Daycare is much more than a place where your child goes while you're away. Yes, the caring center staff will watch your child, making sure she's happy and healthy all day long, but that's not all. Your child will also get the chance to learn, grow and develop. What new skills and abilities will your child build during her daycare days? Take a look at the major developmental areas and how child care impacts them.
Your child isn't born knowing how to share, take turns or listen politely when someone else speaks. She learned these behaviors by practicing them. Daycare provides the perfect learning environment for young children to practice social skills. Whether it's taking turns during a game, sharing finger paints or creating a drama-filled scene in the dress-up area, what may seem like simple child's play actually helps your child to build valuable social skills.
Handling powerful emotions isn't always easy for the young child. Without the words to express feelings or the self-regulation skills to control them, an emotional outburst is common (if not expected) under stressful situations. Daycare teachers can help toddlers and preschoolers to learn emotion words (such as happy, sad, angry), correctly identify emotions and use their growing vocabulary to express their feelings. This may happen through everyday experiences, such as when one child takes another child's toy, or through activities that focus on identifying emotions.
During daycare, your child is building mental skills that she'll use right now and as she eventually moves into the school years. Not only is she learning about subjects such as science, math and social studies, but she's also developing problem-solving and critical thinking skills and improving her memory and recall. This type of skill-building happens during both formal and informal activities. For example, your child practices memory skills when the teacher asks her to recall the parts of a story that the class just heard. But she also develops other cognitive skills, such as problem-solving, when interacting with her classmates and through everyday play experiences.

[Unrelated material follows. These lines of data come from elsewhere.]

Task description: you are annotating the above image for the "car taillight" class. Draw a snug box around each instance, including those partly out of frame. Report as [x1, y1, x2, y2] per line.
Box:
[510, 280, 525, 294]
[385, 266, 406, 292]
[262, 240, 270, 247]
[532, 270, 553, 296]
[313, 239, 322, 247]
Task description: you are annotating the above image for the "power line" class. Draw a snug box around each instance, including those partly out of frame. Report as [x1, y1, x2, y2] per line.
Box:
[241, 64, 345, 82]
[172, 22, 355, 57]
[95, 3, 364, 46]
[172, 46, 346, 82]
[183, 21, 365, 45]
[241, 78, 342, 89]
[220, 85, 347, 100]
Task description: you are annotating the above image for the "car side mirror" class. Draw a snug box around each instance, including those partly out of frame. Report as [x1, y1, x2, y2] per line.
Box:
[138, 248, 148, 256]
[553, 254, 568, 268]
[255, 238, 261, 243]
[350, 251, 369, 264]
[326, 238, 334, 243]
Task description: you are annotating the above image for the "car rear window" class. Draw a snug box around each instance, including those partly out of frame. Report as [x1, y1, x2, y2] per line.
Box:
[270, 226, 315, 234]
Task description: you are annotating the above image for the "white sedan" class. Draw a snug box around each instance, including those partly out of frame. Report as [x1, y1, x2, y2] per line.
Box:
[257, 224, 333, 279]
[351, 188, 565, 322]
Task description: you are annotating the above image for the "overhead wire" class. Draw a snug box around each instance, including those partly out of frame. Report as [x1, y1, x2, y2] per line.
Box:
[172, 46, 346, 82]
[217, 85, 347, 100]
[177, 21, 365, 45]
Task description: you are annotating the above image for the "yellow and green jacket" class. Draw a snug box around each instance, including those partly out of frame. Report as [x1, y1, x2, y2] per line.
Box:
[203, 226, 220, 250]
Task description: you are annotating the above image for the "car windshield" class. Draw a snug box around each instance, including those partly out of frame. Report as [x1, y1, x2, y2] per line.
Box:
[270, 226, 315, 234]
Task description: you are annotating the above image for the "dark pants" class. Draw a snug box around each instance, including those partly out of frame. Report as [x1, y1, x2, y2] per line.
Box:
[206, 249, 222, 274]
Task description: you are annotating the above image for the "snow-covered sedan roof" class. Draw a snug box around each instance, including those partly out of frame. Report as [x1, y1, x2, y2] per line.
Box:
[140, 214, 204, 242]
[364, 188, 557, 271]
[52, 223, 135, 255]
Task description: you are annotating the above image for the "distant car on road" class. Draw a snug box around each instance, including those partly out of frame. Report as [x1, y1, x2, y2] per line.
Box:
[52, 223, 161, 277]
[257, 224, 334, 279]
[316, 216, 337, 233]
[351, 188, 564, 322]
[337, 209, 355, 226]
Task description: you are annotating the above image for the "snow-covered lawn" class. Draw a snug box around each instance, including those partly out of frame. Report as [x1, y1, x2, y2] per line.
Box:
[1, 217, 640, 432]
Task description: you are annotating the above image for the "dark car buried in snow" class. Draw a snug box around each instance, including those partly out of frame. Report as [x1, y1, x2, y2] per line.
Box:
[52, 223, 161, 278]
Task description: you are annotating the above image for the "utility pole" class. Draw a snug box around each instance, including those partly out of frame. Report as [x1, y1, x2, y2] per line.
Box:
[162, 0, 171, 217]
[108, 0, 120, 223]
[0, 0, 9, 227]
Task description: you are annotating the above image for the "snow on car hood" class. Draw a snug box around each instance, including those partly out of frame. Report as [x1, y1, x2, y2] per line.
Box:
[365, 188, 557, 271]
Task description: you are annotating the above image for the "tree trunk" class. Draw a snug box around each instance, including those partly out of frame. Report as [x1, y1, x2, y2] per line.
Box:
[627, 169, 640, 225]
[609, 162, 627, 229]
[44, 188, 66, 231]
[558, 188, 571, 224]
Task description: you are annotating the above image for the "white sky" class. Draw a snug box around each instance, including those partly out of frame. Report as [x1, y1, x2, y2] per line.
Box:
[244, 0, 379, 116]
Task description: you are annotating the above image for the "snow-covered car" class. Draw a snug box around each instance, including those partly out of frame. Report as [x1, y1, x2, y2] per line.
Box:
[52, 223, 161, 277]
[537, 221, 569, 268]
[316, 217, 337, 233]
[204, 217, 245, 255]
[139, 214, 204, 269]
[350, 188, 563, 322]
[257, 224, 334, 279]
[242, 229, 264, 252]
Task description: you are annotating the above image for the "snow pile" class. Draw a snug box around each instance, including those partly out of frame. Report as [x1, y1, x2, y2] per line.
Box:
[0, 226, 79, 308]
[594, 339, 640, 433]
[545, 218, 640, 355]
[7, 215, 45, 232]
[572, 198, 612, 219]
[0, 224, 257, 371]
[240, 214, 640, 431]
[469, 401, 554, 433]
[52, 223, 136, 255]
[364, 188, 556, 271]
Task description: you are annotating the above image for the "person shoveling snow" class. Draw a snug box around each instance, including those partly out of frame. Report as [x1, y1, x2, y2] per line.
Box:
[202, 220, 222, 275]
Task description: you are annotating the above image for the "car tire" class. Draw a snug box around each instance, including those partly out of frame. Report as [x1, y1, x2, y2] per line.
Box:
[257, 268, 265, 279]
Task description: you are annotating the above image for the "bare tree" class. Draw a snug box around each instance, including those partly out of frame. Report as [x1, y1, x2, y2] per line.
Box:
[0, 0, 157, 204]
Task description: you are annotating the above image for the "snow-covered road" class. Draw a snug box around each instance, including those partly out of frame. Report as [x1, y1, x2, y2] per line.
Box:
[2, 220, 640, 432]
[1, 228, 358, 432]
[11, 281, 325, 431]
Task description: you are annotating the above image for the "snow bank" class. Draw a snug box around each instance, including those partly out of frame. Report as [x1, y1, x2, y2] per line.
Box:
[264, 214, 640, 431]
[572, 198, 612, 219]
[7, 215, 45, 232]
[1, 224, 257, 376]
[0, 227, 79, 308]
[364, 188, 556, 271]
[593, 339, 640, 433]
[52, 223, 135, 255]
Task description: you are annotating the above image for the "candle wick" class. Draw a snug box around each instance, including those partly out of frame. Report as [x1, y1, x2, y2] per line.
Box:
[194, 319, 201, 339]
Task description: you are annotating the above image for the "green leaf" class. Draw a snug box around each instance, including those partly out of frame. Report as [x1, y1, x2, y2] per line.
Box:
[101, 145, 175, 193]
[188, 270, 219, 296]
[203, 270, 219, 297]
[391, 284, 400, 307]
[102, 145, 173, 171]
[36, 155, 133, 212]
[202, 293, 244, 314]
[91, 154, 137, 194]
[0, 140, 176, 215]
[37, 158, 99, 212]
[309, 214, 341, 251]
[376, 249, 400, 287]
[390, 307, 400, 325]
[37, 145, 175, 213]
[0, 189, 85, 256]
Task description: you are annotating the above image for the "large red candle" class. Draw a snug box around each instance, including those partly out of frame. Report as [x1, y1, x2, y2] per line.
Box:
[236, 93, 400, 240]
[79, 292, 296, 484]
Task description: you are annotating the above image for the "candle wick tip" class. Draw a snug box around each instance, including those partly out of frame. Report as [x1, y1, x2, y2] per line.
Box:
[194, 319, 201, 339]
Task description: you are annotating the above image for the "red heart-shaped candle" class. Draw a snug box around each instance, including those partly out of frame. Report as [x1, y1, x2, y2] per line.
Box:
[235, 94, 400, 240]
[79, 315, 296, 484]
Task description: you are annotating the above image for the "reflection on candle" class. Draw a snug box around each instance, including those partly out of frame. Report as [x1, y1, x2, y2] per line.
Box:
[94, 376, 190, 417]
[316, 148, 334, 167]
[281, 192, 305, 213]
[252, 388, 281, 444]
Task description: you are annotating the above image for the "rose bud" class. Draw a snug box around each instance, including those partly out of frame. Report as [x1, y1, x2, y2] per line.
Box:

There are two types of motor skills that your child is building — fine (small or hand motor skills) and gross (movements of large muscle groups). The daycare teacher can help your child to build fine motor skills in a variety of ways, including art-making, using scissors, writing or tracing letters, stringing beads, manipulating small toys or building with blocks. Your child gets the chance to develop gross motor skills through creative movement exercises, dancing, and outdoor play.
Daycare isn't a glorified group babysitting arrangement. It's a place where your child gets the chance to learn and develop, while still getting the loving care she needs when you're at work or school. From identifying emotions to picking up a pencil, your little one is spending her days building skills that she'll use now and for a long time to come.